New Delhi: Like every year, Prime Minister Narendra Modi paid tribute on Rani Laxmibai on her birth anniversary on Monday.


In such customary tweets, the Prime Minister makes it a point to pay tributes to towering personalities from history differently on every anniversary. In 2014, it was recalling John Lang, rarely remembered today.

The prime minister had gifted his former Australian counterpart Tony Abbott a copy of the petition filed by the gentleman in question in 2014.

John Lang, who?

John Lang was an Australian lawyer who represented Laxmibai in her legal battle against the East India Company in the case of annexation of her kingdom Jhansi.

 Lang was summoned by the queen after she heard that he had won a case for an Indian merchant against the Company.

Professor Amit Ranjan, who is ready with a book on Lang, describes him as a “curious character. A negotiator of this sub culture.”

"He fought cases only for the Indians against the British. As a journalist, he wrote against the British. He also published military gossip in his newspaper,” added Ranjan, who is also the recipient of the Fulbright Scholarship 2015-2016.

Lang, not only played an important role in Laxmibai’s battle against the British but also provided a first-hand account of her, her personality and her palace.

The unrest against the British was triggered by the doctrine of lapse — an annexation policy applied by Lord Dalhousie in India, which rejected adopted children as the rightful heir to the throne. 

Ranjan believes that involving Lang in her business was a mistake by Laxmibai as the government would not have let go a chance to defeat him.

Exactly what was feared, happened.
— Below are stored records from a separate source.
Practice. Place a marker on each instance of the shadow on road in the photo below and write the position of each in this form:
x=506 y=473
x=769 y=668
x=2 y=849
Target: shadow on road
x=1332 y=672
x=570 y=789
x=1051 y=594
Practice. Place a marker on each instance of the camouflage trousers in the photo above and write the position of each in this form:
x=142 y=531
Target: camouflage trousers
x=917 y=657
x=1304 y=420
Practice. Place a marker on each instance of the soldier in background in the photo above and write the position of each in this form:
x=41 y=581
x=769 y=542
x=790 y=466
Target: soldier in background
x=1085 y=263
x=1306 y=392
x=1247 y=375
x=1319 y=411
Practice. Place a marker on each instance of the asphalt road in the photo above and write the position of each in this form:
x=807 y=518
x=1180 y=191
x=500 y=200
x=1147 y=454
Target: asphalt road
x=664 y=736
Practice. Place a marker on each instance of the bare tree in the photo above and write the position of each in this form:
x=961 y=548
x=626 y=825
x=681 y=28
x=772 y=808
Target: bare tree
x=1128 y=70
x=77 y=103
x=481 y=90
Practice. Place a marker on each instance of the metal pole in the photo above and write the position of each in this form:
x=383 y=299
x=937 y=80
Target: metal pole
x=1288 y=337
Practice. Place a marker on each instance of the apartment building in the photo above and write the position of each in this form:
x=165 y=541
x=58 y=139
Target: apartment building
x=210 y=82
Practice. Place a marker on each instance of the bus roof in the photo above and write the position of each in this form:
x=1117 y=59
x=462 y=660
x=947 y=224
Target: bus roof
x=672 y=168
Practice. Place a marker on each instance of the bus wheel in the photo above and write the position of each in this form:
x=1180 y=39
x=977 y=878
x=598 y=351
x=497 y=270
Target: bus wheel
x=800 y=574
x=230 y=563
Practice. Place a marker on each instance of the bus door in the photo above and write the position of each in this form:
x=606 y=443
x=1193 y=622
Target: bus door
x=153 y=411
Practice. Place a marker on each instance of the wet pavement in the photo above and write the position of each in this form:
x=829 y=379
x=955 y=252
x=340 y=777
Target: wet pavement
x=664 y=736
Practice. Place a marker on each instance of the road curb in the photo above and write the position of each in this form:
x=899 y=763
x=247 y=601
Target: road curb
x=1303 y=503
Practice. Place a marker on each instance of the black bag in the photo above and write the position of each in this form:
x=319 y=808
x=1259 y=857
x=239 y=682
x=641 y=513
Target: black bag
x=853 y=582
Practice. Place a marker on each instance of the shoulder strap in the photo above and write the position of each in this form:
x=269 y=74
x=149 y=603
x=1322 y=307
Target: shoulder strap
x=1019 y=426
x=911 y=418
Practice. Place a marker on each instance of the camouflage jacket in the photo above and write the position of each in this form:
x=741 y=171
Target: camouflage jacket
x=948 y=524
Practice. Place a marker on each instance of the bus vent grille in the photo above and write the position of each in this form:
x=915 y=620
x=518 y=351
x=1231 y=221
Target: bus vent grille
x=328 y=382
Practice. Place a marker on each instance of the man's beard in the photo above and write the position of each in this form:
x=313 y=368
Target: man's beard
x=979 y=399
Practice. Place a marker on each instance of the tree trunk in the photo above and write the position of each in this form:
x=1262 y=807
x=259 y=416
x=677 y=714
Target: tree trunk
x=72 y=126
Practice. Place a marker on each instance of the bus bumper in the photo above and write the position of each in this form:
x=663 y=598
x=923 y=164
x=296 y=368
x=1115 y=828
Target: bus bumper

The petition against the seizure of Jhansi was dismissed by the court within a week.

After this, we all know the story of Laxmibai’s sacrifice for saving her kingdom.

Lang, who spent most of his years in Meerut and Mussoorie, learnt Hindustani, wrote about his meetings with Nana Sahib, Tantiya Tope and the nobility of Awadh and even edited the newspaper The Mofussilite.

Ranjan also said that he married an Anglo Indian girl and had a son, but no one has any account of what happened to them.

Lang, after spending 22 years in the country, died at the age of 48 in 1864.